Tezepelumab versus Dupixent

Dupixent is a proven blockbuster and it has shown to be very effective for severe asthma patients with no negative trials unlike Teze. Outside of MOA, are there any advantages at all over Dupixent? I’m sure it will be used in the approved indication and will gain some market share, but what will be the main selling points if any? I can’t see this drug gaining much traction.

 

Amgen can't launch anything right

 

4DX will save the day!

 

There’s absolutely zero need for this drug to even launch. Recently crowded market. Brings nothing new. Doctors will use Xolair, Dupi, and even Fasenra, way before this one. Only new scripts will come at expense of Fasenra, it’s own drug.

 

Yep... this is just another me-too which Amgen is really good at picking lately. SMH

 

If you don't think teze will bring something new to the market, you clearly are uneducated about this space. Offering Drs the ability to skip having to do biomarker testing will be HUGE. Plus, even if they want to confirm source of inflammation, the teze data is superior to all other currently available products.

 

Buy and Bill. No bio marker. That’s pretty big. Yes....there will be a question around the OCS trial. Just like there are questions around Dupixent seeing increased eosinophils and the risk of HES is some patients.

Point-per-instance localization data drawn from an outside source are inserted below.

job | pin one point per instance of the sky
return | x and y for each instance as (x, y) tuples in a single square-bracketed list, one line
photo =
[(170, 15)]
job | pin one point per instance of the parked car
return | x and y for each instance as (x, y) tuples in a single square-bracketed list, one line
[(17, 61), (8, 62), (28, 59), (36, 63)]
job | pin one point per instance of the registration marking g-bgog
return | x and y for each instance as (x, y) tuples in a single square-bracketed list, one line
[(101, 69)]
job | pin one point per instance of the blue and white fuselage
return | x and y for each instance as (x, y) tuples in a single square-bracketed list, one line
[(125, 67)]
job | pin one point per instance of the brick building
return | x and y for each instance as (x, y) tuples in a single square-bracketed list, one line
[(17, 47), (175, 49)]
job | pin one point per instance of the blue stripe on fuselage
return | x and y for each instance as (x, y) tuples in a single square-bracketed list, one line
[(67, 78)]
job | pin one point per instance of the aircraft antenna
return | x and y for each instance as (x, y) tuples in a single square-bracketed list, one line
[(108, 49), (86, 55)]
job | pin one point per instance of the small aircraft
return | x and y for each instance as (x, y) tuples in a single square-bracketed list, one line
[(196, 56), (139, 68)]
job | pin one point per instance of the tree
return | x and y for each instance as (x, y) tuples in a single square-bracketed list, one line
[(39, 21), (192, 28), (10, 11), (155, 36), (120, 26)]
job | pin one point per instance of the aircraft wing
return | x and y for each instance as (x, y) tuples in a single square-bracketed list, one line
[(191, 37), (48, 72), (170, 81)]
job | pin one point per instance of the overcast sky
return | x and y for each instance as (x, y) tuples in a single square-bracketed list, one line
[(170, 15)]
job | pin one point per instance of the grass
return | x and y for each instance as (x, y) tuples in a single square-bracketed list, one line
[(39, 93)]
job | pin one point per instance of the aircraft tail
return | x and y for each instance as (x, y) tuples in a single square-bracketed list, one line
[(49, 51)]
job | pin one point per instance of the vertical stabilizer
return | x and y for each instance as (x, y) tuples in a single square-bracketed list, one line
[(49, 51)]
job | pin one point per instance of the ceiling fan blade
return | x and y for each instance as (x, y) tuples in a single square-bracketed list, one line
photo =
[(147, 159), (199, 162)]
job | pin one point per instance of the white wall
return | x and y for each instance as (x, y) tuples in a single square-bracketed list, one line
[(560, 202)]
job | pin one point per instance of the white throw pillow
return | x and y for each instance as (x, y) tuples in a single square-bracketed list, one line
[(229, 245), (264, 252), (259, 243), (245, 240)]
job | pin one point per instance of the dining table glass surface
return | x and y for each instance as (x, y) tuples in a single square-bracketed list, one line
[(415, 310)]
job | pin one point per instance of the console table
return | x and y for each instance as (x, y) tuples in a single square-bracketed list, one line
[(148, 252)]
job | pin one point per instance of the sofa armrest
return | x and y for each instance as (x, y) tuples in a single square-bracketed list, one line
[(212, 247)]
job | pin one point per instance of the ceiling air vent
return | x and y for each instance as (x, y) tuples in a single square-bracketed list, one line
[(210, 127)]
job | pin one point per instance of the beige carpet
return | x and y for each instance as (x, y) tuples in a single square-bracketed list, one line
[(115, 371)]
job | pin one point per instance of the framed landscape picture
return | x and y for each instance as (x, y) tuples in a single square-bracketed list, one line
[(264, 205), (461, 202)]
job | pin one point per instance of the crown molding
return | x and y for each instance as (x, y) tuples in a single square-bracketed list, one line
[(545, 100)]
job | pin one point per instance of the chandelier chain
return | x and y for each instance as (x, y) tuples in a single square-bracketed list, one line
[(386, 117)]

You should do more....a lot more....research about the pros and cons of each medicine. If you did you’d understand that there is room for a medicine like teze to solve needs that other meds in the market still struggle with.

 

There is no Biomarkers required for Dupixent, they have much better OCS Reduction Data than Teze and they have 3 indications with Asthma being the smallest indication of the 3.

 

AZ also has inhaled dupi. Amgen had talk and nothing else

PRS-060 is Pieris’ lead respiratory Anticalin®-based drug candidate, developed in collaboration with AstraZeneca. PRS-060 blocks the IL-4Rα immunoreceptor, inhibiting small IL-4 and IL-3 proteins that drive a cascade of inflammatory responses in the lungs.

The small size and stability of PRS-060 allow the drug to be inhaled directly into the lungs, rather than injected, potentially achieving the same benefits as systemic treatments, but with lower doses and fewer side effects. Phase 1 trials have shown significantly reduced levels of fractional exhaled nitric oxide (FeNO), a biomarker for asthma, in patients with mild asthma.

 

For the 90% of patients not dependent on OCS, Dupi absolutely requires a eos count of 150 or higher. That OCS reduction of 28% vs placebo is really impressive, considering both Nucala and Fasenra both show 50% reductions vs placebo.

 

The TSLP MOA will encompass dupi, the IL-5’s and Xolair all in one injection. Being higher up the cascade and being less targeted may be why some of the data isn’t as strong as Dupixent’s but it’s certainly enough to best the IL-5’s & Xolair in the Buy & Bill market. It will just depend on the indication and the safety profile. Then it’s dupi V’s teze and teze is the one they will make money injecting. Dupixent soared last year bc no one wanted to go to the offices to get an injection. That’s why Xolair has been pursuing and just got approved for a patient administered Injection device. Now that COVID is residing, the power of the purse strings is back in the hands of the buy & bill market.

 

it’s about ease of getting approved the clinical stuff is close enough to compete with what’s on the market. besides this is about exacerbation reduction over ocs reductions!!

 

Your statement makes no sense. If Teze encompasses all of the other biologics because of it's MOA wouldn't it be as good or better? Plus, no one will buy and bill Teze at launch because you more than likely will not launch the drug with a specific J Code... no one will do it with a generic J Code because there's to much of a chance they will get burned. The competition (less Dupi) has specific J Codes and they will stick with those options until Amgen gets one assigned.

 

you clearly do t have an understanding of the relative strengths and weaknesses of the MOA story. You are right about the J code at launch....but that’s temporary.

 

who said it wasn’t as good? Do your research and learn how to read a clinical trial... conflicting data on a single endpoint does not make a drug a dud. Just means they need someone who can actually sell it...

 

Never said it wasn't as good, just commenting on what the other person said in their post. They said the MOA encompassed all of the other respiratory biologics then contradicted themselves saying the data didn't play out that way.
And the J-code, while temporary, will be important, probably won't happen for a least a quarter or two post launch. Which is lucky, they used to only issue them once a year.

 

Just use 4DX. It saved Enbrel, right Jeff?

 

I stick by my comments on the MOA. Higher up the cascade means less targeted and maybe not as strong but still encompasses all of the other respiratory biologics. Look at Otezla’s MOA for a comparison. Not as strong but significantly better safety profile while covering multiple pathways like IL-17, IL-17A, IL-22, & TNFa. Higher up the pathway.

 

17A & 17F*

 

Those in the know, know that apremilast's strong inhibition of IL-12/IL-23p40 by SFMCs is what the sharp dermatologists bite on.